Optically probing charge and spin states in quantum dots and molecules

In this talk I will discuss recent experiments in which we electrically manipulate coupled excitonic states (neutral and negatively charged single excitons) in individual QD-molecules using static electric fields. The samples investigated consist of a single pair of vertically stacked, self assembled InGaAs QD-molecules embedded in an n-type GaAs Schottky photodiode. This device geometry enables us to control the coherent coupling between excitonic states in the upper and lower dots by tuning the electric field oriented along the axis of the QD-molecule by applying a bias voltage between the n-contact and the Schottky-gate.
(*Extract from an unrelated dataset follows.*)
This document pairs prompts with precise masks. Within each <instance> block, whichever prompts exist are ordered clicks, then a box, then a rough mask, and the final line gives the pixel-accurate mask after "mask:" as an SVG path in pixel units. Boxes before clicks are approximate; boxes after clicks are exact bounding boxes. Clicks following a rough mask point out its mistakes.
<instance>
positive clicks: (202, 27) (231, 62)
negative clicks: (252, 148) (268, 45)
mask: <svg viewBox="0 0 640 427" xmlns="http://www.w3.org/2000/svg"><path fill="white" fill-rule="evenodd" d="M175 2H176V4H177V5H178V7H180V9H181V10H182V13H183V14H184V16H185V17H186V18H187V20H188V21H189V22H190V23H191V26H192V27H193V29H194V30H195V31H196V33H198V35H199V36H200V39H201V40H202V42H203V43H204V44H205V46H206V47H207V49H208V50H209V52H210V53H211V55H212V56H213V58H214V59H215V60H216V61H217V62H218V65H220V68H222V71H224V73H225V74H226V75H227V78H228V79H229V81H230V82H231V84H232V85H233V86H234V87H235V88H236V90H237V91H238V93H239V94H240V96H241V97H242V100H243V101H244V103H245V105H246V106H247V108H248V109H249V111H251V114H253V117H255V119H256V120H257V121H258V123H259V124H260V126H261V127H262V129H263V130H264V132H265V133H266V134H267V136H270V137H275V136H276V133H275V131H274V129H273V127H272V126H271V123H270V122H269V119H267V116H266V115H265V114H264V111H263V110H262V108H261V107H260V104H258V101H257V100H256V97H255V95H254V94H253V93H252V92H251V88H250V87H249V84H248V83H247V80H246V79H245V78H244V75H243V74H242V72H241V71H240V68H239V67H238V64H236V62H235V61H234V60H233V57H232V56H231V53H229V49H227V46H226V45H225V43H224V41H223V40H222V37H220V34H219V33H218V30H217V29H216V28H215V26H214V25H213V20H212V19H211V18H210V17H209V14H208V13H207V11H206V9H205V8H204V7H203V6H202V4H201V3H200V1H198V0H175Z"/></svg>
New information is obtained on the spin structure of negatively charged trions in coupled quantum dot nanostructures. At low excitation power densities, field dependent luminescence reveals a clear anticrossing of spatially direct (e,h in the same dot) and indirect (e,h in different dots) neutral excitons, with coupling energies in the range 2E$_{ee}$=1.2-3.2meV. Our experimental findings are shown to be in very good accord with realistic calculations of the single exciton spectrum, confirming that the tunnel coupling is mediated by hybridization of the electron component of the exciton wavefunction over the two dots. In contrast, the spectrum and controlled hybridization of \textit{negatively} charged excitons is shown to be much richer due to the complex spectrum of three particle states (X$^{-}$=2e+1h) that can exist in a QD-molecule. For example, the spin structure of the spatially localized and dissociated X$^{-}$ states is found to play a major role in the spectrum of controlled hybridization with distinct triplet and single states evolving very differently as the coupling is tuned. The demonstration of tunable coupling and manipulation of spin and exchange couplings in negatively charged systems may constitute an important step towards the development of optically gateable QD-molecules for applications in quantum information science.